Through his mother he was a member of the extensive Crombie clan: his book on Woodrow Wilson is dedicated to the memory of older cousins killed in the 1914-18 war. The loss of that generation, he said, had speeded the progress of his - as if his rise in the law had been due to sad accident rather than to his own distinction.

In school holidays and university vacations, Aberdeen was a lively place for the young, with dances, badminton tournaments, tennis parties, where I would meet Patrick and his sister Joan and brother Christopher. Patrick was a fair dancer (though I preferred a kilted partner for the reels), a steady tennis player, and always a congenial companion. In our university days, we played very bad golf as we trudged round the links at Balgownie setting the world to rights. But there could be no such discussions on the day Patrick drove me over the high Cairn-o- Mount pass between Kincardine and Deeside in his uncle George Crombie's stately motor (this was the uncle who financed him at Cambridge). Patrick had been taught by his uncle's chauffeur (no driving tests then) and I think that this was the first trip on his own. Determined and resolute, grimly gripping the wheel, he did get us safely down the bends and the gradients of 1 in 5.

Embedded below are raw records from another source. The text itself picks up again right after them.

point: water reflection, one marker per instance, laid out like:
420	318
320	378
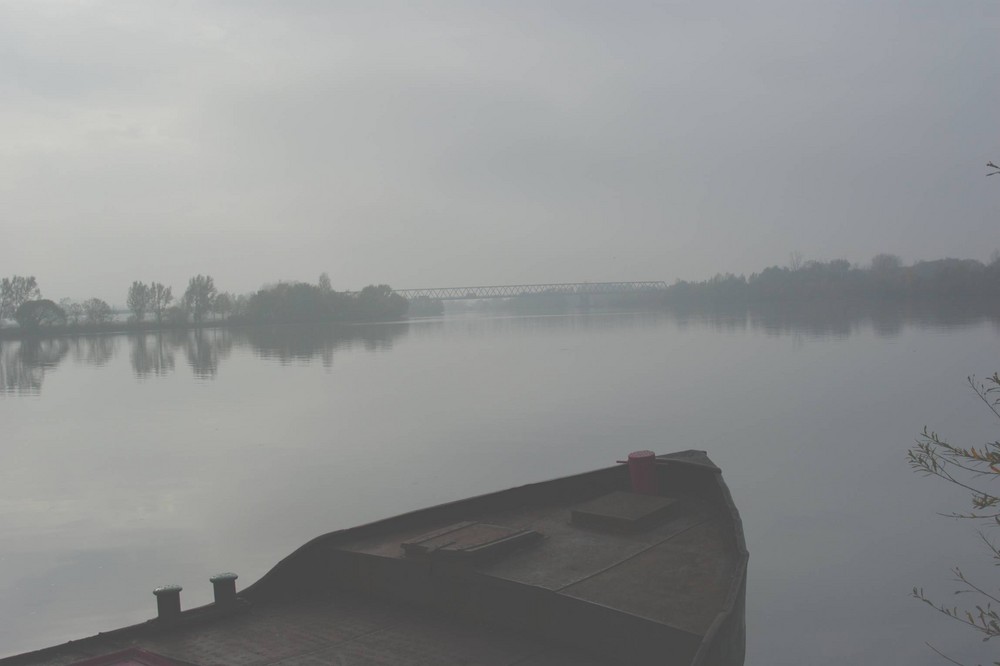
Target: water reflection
23	364
838	320
94	349
205	348
151	355
305	343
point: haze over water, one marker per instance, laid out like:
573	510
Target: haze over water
128	465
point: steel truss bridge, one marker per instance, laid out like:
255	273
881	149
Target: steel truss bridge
512	290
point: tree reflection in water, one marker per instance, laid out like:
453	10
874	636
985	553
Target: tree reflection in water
305	343
23	364
151	355
94	349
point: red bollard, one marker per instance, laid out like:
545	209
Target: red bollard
642	469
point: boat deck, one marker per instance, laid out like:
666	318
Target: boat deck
347	630
578	570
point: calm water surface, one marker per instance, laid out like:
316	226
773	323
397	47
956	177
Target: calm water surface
129	462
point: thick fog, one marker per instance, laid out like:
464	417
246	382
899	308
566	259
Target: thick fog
434	144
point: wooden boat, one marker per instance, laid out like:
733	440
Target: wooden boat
577	570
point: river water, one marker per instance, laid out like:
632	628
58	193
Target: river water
130	462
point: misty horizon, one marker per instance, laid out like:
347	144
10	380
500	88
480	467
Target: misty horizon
454	144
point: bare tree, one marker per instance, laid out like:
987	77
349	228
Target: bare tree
159	300
97	311
138	300
14	292
199	296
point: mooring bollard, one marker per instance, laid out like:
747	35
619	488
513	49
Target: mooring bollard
225	588
168	602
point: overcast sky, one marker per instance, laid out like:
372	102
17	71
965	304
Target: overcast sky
447	144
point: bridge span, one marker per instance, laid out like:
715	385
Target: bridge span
512	290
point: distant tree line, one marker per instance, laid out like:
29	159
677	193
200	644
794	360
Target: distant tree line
152	306
884	279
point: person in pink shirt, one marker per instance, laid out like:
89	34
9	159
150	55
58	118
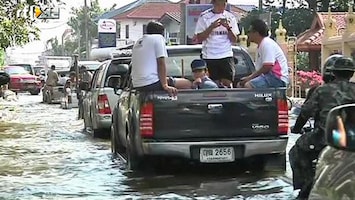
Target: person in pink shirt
271	63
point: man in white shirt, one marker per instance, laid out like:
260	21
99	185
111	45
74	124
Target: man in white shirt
271	63
148	63
218	30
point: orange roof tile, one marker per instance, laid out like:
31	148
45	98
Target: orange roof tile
312	38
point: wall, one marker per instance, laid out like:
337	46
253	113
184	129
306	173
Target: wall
172	26
135	28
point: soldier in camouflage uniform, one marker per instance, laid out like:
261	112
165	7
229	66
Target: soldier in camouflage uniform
309	145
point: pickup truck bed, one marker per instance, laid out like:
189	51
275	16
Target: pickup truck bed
208	126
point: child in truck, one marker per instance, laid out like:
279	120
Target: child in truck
201	79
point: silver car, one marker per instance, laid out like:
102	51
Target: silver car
100	99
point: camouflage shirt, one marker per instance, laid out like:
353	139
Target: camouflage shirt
326	97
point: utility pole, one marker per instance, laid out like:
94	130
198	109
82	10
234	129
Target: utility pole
79	47
87	43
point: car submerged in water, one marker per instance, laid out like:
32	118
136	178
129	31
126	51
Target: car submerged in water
22	81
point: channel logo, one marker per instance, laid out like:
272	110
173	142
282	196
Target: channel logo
39	12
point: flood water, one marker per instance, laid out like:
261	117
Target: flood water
45	154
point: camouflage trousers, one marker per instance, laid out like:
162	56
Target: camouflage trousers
301	157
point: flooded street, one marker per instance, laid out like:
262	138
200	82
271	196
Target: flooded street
45	154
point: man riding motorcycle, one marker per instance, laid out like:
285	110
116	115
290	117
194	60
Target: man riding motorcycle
336	91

When we were both in London, he beginning at the Bar, I at the Listener, we often met for evenings of French films and cheap dinners in Soho, Saturday walks in the Chilterns, and strenuous squash. When once, for some reason I've now forgotten, I had to write something about the jury system in the Listener, all I had to do was take Patrick out to lunch and scribble down his words.

At West Wick in later years I found him the same delightful companion as in Aberdeen days - humorous, philosophical, unpompous, serene even when his hearing-aid misbehaved. He was happy in his garden, his books and his wine - above all happy in his life with Madeleine and his family: '21 grandchildren and I believe about 10 great-grandchildren', he wrote me only two months ago.